Page MenuHomePhabricator

Wikidata label quality model
Open, LowPublic

Description

It would be great to have a model that predicts the quality of an edit to a label/description on Wikidata.

Use-case:

  1. A user is using the mobile app to edit a label on Wikidata.
  2. User sees a "this looks like potential error or vandalism" can you try again?
  3. Upon second submission- "due to the nature of this answer, this will be reviewed before going live"

Event Timeline

This would require substantial new development. Not clear that this is a pressing issue, so it will be hard to prioritize research and modeling time. Not to say it isn't important, but an argument is necessary.

In the end, it might be better to just make our editquality-modeling model for Wikidata better. We can probably do some effective text processing on labels, descriptions and other places that strings appear.

We'll want to check on the performance of the current model for differentiating good/bad label edits by newcomers/anons (readers). I'm guessing that it doesn't work that well yet because we don't do any text processing of labels, so it would be hard to get any interesting signal.
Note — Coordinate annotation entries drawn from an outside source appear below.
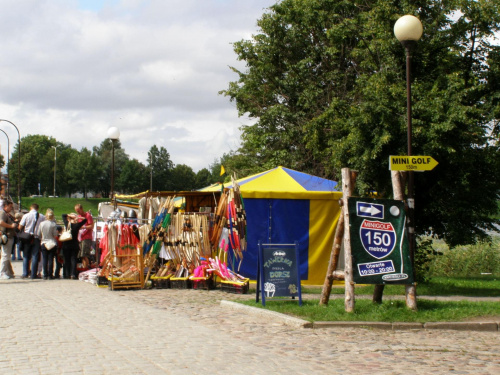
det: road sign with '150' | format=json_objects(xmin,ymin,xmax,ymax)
[{"xmin": 348, "ymin": 197, "xmax": 413, "ymax": 284}]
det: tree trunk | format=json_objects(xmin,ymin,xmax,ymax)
[{"xmin": 319, "ymin": 207, "xmax": 344, "ymax": 305}]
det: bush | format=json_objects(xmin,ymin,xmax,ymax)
[{"xmin": 429, "ymin": 237, "xmax": 500, "ymax": 277}]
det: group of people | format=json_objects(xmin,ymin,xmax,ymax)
[{"xmin": 0, "ymin": 199, "xmax": 94, "ymax": 280}]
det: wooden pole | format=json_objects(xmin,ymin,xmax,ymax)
[
  {"xmin": 342, "ymin": 168, "xmax": 357, "ymax": 312},
  {"xmin": 319, "ymin": 207, "xmax": 344, "ymax": 306}
]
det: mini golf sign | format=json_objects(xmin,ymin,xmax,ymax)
[
  {"xmin": 348, "ymin": 197, "xmax": 414, "ymax": 284},
  {"xmin": 389, "ymin": 155, "xmax": 438, "ymax": 171}
]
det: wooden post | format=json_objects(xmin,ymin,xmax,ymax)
[
  {"xmin": 342, "ymin": 168, "xmax": 357, "ymax": 312},
  {"xmin": 319, "ymin": 207, "xmax": 344, "ymax": 306}
]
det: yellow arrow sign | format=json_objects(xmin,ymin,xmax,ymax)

Halfak triaged this task as Low priority.Dec 1 2016, 3:30 PM
  1. It is not AI approach, but it is quite effective - similarity of sitelinks to label is easy way to catch bad labels. Example quarry: https://quarry.wmflabs.org/query/15753 . Turning into AI approach it can be important feature. (similarity score of sitelink and label)
  2. Similarity may be useful feature also when comparing labels of similar entities (people who share same first name, or last name in one language, expected to share names in other languages usually [except nicknames])